Signs of brilliance from the Strictly and EasEnders star.

As You Like It review: Rose Ayling-Ellis’s physical poetry using sign language is a winner-Claire Allfree for Metro-Entertainment – Metro

Leah Harvey (Rosalind) and Rose Ayling-Ellis (Celia) in As You Like It (Picture: Manuel Harlan)

From Strictly to Shakespeare is quite a leap, but EastEnders actress and 2021 dance champion Rose Ayling-Ellis makes it look easy in Josie Rourke’s autumnal revival of Shakespeare’s bittersweet comedy.

She plays Celia, who flees her repressive father and heads to the quasi-fantastical forest of Arden with her cousin Rosalind (Leah Harvey), both of them dressed as men.
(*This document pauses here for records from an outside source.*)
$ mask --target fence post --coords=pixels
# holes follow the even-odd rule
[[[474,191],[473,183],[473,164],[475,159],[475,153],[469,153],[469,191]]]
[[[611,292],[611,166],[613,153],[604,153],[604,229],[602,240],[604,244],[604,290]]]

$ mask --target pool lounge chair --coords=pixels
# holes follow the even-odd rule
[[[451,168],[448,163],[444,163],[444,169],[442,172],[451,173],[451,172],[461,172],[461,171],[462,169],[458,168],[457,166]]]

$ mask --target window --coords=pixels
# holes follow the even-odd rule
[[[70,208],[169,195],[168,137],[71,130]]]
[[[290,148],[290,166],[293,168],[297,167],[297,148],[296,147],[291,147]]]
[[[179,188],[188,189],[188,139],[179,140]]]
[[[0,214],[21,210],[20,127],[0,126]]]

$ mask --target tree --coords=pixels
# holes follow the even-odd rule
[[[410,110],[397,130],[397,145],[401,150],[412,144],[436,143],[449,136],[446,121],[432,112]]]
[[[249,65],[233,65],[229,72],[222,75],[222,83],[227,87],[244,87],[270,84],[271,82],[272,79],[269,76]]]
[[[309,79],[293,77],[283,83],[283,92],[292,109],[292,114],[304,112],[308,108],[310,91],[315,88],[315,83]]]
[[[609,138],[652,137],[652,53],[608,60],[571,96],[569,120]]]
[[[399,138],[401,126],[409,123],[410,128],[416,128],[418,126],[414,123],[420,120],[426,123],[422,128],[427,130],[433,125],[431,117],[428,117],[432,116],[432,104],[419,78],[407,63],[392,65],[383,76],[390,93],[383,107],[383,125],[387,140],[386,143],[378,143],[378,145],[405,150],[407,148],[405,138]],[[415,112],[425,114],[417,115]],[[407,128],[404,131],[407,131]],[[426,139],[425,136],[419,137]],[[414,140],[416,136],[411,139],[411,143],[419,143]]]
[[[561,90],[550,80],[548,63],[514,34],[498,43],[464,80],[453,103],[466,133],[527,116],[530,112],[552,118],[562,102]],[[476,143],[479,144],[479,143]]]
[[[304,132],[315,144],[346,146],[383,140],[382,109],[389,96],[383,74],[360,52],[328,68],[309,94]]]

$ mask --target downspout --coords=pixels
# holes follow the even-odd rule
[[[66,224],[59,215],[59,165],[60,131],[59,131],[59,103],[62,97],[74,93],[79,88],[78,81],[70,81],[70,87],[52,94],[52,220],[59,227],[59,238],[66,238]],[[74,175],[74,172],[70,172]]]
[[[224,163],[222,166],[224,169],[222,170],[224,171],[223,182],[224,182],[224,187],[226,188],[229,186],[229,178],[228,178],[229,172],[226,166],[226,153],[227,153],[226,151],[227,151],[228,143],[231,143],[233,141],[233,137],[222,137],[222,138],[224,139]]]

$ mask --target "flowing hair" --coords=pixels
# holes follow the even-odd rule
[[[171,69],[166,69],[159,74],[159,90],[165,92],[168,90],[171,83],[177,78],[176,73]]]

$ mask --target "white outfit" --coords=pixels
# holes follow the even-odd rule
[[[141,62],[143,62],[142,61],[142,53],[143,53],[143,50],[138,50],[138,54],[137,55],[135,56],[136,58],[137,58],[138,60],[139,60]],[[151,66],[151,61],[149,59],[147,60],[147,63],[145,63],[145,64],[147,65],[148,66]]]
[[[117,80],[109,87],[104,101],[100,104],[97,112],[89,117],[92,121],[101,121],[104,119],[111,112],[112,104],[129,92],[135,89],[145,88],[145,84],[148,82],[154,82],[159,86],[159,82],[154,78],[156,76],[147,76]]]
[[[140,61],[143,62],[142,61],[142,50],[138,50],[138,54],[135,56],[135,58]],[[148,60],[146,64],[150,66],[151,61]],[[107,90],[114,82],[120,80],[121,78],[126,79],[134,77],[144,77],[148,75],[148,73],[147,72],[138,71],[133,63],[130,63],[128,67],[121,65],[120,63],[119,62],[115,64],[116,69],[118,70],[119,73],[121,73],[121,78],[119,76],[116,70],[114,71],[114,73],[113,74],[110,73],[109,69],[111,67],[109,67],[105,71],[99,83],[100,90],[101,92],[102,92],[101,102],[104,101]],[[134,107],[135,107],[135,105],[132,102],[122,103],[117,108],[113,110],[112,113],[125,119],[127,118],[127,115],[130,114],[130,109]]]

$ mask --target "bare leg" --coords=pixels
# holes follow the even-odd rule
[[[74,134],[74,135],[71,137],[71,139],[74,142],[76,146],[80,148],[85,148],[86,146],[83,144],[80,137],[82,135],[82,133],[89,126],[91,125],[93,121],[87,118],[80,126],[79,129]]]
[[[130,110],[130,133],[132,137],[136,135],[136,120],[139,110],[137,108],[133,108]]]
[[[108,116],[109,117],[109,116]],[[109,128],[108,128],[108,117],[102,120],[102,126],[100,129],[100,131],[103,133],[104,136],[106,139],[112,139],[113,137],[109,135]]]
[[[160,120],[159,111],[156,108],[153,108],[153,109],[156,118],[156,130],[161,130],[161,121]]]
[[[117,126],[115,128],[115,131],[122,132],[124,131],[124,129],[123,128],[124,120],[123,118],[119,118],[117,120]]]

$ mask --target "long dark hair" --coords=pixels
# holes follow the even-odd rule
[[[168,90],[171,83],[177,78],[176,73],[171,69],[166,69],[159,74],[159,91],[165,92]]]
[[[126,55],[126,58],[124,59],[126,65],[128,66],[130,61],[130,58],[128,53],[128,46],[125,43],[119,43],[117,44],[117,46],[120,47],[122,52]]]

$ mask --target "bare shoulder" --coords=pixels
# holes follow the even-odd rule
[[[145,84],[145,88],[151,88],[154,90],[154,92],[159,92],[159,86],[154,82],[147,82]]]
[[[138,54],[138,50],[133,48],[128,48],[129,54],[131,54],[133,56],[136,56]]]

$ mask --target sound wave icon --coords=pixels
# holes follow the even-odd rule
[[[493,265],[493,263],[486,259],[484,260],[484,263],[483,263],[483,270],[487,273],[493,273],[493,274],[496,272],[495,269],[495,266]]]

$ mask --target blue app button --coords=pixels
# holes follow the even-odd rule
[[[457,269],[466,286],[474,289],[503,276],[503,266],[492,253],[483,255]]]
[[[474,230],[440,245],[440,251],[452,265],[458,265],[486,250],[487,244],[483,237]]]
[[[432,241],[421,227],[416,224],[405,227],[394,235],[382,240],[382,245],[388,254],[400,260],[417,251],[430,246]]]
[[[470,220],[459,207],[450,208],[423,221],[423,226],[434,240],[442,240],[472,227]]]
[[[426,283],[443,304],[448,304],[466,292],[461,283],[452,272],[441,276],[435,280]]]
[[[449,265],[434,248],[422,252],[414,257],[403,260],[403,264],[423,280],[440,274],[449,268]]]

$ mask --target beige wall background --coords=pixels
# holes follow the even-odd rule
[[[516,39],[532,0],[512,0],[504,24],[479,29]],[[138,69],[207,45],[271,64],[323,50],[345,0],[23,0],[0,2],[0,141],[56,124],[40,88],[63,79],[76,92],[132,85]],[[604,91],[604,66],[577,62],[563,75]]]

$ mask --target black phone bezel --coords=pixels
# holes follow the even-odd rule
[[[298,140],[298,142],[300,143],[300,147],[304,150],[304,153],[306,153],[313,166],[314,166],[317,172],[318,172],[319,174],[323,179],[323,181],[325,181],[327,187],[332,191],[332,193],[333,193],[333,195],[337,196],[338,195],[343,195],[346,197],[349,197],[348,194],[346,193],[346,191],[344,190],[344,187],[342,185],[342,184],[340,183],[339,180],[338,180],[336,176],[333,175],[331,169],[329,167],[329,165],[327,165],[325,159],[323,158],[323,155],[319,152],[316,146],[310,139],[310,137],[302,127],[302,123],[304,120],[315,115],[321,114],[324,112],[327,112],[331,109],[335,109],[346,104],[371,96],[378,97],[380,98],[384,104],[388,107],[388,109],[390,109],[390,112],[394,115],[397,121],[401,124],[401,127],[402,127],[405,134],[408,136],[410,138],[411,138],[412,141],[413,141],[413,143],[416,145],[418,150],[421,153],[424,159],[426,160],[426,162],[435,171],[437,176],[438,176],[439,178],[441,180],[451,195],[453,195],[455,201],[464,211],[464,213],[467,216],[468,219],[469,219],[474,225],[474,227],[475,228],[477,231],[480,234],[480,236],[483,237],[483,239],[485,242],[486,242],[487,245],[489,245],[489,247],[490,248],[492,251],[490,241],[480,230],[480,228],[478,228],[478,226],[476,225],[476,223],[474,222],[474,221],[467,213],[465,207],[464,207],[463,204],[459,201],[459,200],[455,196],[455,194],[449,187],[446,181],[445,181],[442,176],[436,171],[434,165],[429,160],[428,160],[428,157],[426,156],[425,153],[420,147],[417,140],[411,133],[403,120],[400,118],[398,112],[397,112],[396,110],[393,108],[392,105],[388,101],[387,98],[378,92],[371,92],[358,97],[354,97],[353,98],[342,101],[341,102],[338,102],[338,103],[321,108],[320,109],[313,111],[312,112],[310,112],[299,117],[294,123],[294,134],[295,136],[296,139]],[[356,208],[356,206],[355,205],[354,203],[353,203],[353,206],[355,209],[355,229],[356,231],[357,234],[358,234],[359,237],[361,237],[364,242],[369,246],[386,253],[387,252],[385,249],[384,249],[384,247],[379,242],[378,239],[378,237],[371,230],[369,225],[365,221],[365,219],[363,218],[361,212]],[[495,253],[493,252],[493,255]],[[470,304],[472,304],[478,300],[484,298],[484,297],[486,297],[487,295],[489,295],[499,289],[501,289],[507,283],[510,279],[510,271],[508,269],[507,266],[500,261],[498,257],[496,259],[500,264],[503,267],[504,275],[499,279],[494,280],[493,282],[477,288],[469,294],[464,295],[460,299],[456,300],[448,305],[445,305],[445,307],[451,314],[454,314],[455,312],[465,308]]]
As a British Sign Language user, Ayling-Ellis delivers the Bard’s verse in a winning mix of BSL, Sign Supported English and expressive physical gestures that have their own vivid physical poetry.

It is fitting for a play that is steeped less in action than in a certain musical romantic sensibility. And I’m not sure I’ve ever seen a Celia quite this animated, anguished, mischievous and assertive. She’s worth the trip all by herself.

Still, it’s a bold move by Rourke to stage one of Shakespeare’s less-performed plays as only the second show at this brand new theatre on Charing Cross Road.

Martha Plimpton’s Jacques lacks the required bleakness (Picture: Johan Persson)

Her production, staged in the round, is full of beauty, with on-stage pianist Michael Bruce accompanying the verse throughout in ways that neatly accentuate the play’s lambent lyricism. Leaves fall from above, like the scraps of poetry Alfred Enoch’s love-struck Orlando leaves on the trees for Rosalind. The stage glows like a jewel.

Harvey – one of several trans and non-binary performers – is a lovely playful Rosalind, but others miss the detail and the darker undertones. I wanted more bleak anguish from Martha Plimpton’s Jacques, for instance. There’s a sense the production is in thrall to its own loveliness.

But maybe there’s nothing wrong with loveliness at this time of year. And Ayling-Ellis makes Celia her own.